Tampoco tardó mucho en venirse en mi boca. Tal vez estaba muy cachonda.
Limpié toda su vagina a lametazos; no quería que quedasen marcas. Y nos volvimos a besar.
Pasaron los meses, y pasaron cosas el tiempo que estuvo Roxana en Moldavia. Cosas que ya contaré en otros relatos. Pero, aun así, somos felices.
Seguramente querréis saber cómo se desarrolló todo tras el asesinato de Rober, el nuevo rumbo en la vida de Iris y más de lo mío con Roxana. Pues bien, empecemos.

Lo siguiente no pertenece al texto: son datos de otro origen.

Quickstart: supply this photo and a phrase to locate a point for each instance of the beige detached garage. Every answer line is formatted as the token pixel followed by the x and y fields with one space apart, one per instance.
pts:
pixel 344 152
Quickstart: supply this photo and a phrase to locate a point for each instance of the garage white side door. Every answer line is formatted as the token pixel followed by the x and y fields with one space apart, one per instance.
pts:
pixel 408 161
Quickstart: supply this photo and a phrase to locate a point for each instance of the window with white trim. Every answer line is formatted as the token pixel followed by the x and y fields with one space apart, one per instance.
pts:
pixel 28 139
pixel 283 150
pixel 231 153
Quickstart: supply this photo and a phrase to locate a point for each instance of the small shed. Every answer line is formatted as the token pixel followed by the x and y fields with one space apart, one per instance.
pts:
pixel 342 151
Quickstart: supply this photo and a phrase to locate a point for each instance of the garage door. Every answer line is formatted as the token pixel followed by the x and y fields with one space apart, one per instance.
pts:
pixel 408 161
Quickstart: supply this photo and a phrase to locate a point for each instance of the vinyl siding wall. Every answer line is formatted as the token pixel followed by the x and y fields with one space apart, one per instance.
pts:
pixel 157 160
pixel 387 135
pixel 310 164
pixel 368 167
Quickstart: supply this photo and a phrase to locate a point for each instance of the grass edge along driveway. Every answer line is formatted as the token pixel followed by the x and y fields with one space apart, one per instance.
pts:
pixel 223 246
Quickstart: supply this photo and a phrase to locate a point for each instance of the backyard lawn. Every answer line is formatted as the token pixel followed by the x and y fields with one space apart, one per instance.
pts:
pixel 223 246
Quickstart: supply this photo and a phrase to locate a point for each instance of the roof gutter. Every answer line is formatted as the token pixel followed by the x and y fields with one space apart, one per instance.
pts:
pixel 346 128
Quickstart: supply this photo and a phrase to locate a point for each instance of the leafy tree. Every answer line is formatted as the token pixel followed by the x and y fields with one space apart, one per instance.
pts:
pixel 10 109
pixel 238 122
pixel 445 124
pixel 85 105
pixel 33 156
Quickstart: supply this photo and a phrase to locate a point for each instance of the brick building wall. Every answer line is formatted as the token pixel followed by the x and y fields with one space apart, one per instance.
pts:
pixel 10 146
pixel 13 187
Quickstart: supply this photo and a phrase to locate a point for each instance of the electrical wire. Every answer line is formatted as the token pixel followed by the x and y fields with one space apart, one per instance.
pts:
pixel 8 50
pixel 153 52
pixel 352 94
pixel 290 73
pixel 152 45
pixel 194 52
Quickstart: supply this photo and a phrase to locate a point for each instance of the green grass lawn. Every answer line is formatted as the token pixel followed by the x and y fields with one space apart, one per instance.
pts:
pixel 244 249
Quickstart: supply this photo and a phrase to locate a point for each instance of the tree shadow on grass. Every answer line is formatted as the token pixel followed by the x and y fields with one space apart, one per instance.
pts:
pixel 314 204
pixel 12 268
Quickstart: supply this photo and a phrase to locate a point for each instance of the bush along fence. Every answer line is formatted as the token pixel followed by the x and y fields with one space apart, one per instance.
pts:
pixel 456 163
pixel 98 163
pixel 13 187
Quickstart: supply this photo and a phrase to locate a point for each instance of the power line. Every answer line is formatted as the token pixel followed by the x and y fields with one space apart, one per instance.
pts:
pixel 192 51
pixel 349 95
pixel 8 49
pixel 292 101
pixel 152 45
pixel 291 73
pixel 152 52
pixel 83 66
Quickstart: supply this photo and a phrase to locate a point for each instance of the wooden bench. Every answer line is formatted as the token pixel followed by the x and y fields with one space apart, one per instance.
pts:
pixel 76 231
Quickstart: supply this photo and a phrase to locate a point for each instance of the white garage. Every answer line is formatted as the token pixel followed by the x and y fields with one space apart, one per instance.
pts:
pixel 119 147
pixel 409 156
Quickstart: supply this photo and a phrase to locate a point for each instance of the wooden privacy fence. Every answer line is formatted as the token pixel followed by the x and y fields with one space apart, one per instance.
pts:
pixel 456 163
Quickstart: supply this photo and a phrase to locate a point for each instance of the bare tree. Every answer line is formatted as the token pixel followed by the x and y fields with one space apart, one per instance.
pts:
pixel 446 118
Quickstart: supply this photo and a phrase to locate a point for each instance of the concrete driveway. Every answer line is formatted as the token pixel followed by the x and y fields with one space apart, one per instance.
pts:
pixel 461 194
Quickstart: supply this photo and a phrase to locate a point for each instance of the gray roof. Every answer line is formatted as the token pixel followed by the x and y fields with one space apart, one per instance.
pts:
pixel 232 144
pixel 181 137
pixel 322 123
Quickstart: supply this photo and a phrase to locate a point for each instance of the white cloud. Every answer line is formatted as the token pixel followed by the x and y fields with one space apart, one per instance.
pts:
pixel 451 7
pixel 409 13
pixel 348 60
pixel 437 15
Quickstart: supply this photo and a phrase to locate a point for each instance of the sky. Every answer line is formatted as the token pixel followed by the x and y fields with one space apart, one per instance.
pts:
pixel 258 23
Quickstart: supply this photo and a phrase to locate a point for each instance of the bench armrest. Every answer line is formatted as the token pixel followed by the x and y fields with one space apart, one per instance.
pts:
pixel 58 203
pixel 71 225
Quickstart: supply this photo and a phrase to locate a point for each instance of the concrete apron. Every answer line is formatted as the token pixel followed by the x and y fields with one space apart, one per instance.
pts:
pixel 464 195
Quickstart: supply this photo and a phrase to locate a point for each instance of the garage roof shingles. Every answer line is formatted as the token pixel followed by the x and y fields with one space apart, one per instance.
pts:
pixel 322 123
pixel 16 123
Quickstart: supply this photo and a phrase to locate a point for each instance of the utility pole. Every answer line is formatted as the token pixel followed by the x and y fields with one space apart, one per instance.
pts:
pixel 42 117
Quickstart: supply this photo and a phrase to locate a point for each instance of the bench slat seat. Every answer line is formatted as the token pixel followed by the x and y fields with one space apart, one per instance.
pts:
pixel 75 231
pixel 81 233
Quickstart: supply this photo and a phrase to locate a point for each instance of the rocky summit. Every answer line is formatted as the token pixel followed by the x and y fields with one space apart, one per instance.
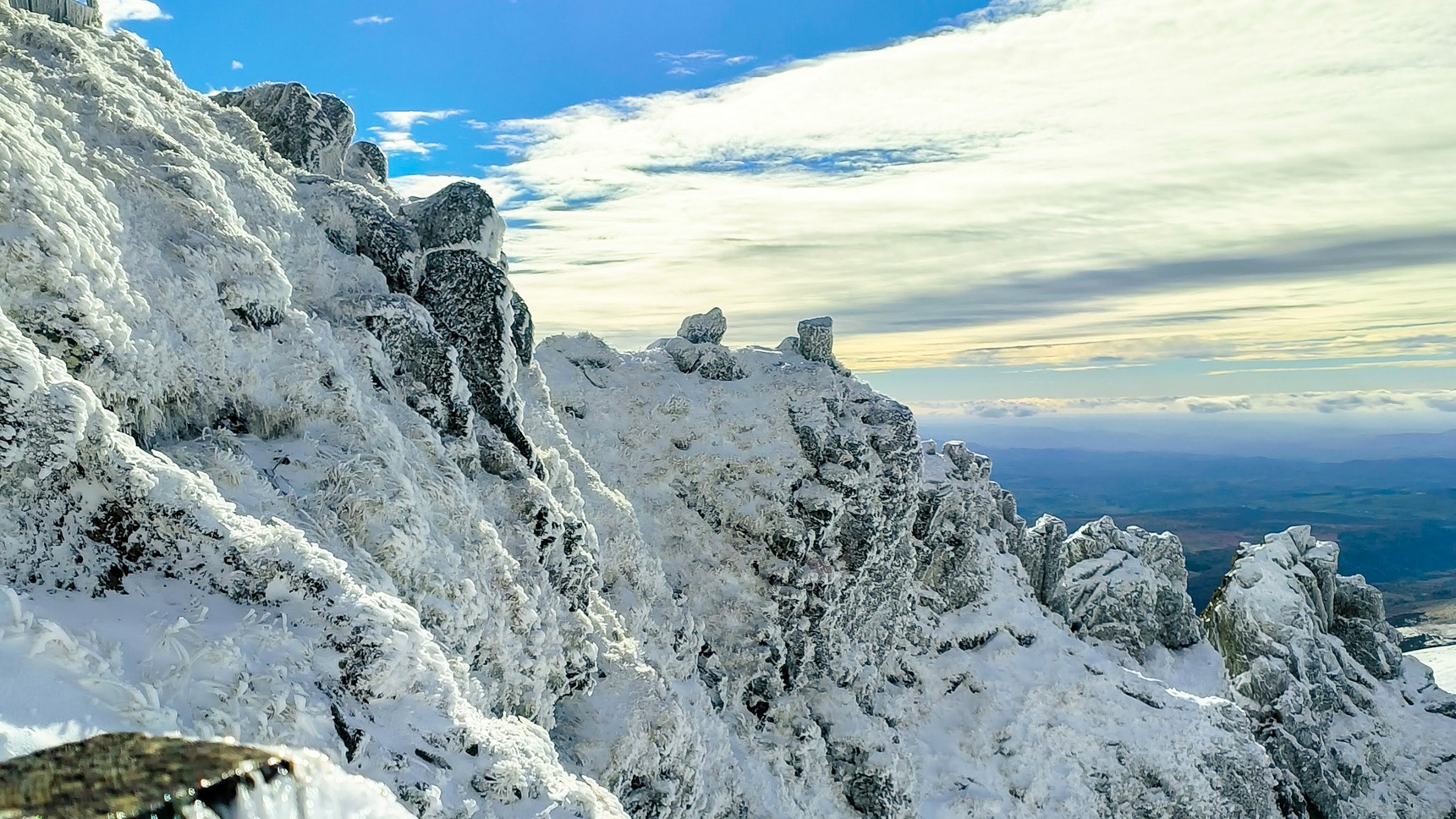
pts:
pixel 282 459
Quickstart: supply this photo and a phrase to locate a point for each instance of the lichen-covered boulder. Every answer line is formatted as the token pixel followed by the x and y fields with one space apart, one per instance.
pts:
pixel 365 162
pixel 1127 587
pixel 472 305
pixel 817 340
pixel 1324 707
pixel 704 328
pixel 459 216
pixel 312 131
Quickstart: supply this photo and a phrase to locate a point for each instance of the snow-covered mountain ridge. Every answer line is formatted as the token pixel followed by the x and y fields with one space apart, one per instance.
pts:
pixel 280 459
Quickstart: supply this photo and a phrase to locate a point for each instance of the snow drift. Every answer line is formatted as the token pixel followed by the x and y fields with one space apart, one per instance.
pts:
pixel 282 461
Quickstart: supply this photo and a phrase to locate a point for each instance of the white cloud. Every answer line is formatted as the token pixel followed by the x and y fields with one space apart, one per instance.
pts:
pixel 1247 178
pixel 1292 403
pixel 398 136
pixel 121 10
pixel 684 64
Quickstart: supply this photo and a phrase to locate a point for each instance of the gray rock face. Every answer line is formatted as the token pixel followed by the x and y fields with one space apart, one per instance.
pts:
pixel 1359 623
pixel 523 330
pixel 817 340
pixel 704 328
pixel 365 162
pixel 422 362
pixel 963 516
pixel 360 223
pixel 313 131
pixel 1282 621
pixel 1127 587
pixel 472 305
pixel 708 360
pixel 459 216
pixel 1043 554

Oscar está cumpliendo condena en la cárcel y de vez en cuando recibe visitas de Iris. Le cayeron al final 3 años de prisión, puesto que alegó legítima defensa. Aunque por sus antecedentes, le tocó mamar cárcel. Las visitas de Iris demuestran que sí que era cierto que le gustaba. Como dijo El Chivi, hasta los más cerdos tienen sentimientos. A Iris, por cierto, le va bien. No solo gestiona sus vídeos con otras chicas, sino que también hace sesiones conjuntas.
Por lo que hace a Roxana, como os dije, volvió a España gracias a una beca de estudios. Además, está en mi universidad estudiando lo que quería. En algunas asignaturas soy su profesor, lo que nos da situaciones muy sexys. Así que estamos mejor que bien. Como habéis visto más arriba, queremos tener hijos. No sé si será una locura o no, pero estoy más seguro de que ella es la indicada. Ambos hemos cometido errores, pero nos queremos y eso es lo que importa.
Como leéis, todo lo superamos juntos. Así como con Iris la pasión se fue a los tres meses, con Roxana está viva cada día. No hay día que pase que no hagamos el amor.
[Como he dicho, habrá más relatos, pero será en otras entregas. Ocurrieron muchas cosas entre que Roxana marchó a Moldavia y volvió. De ahí que se completen en otros relatos.]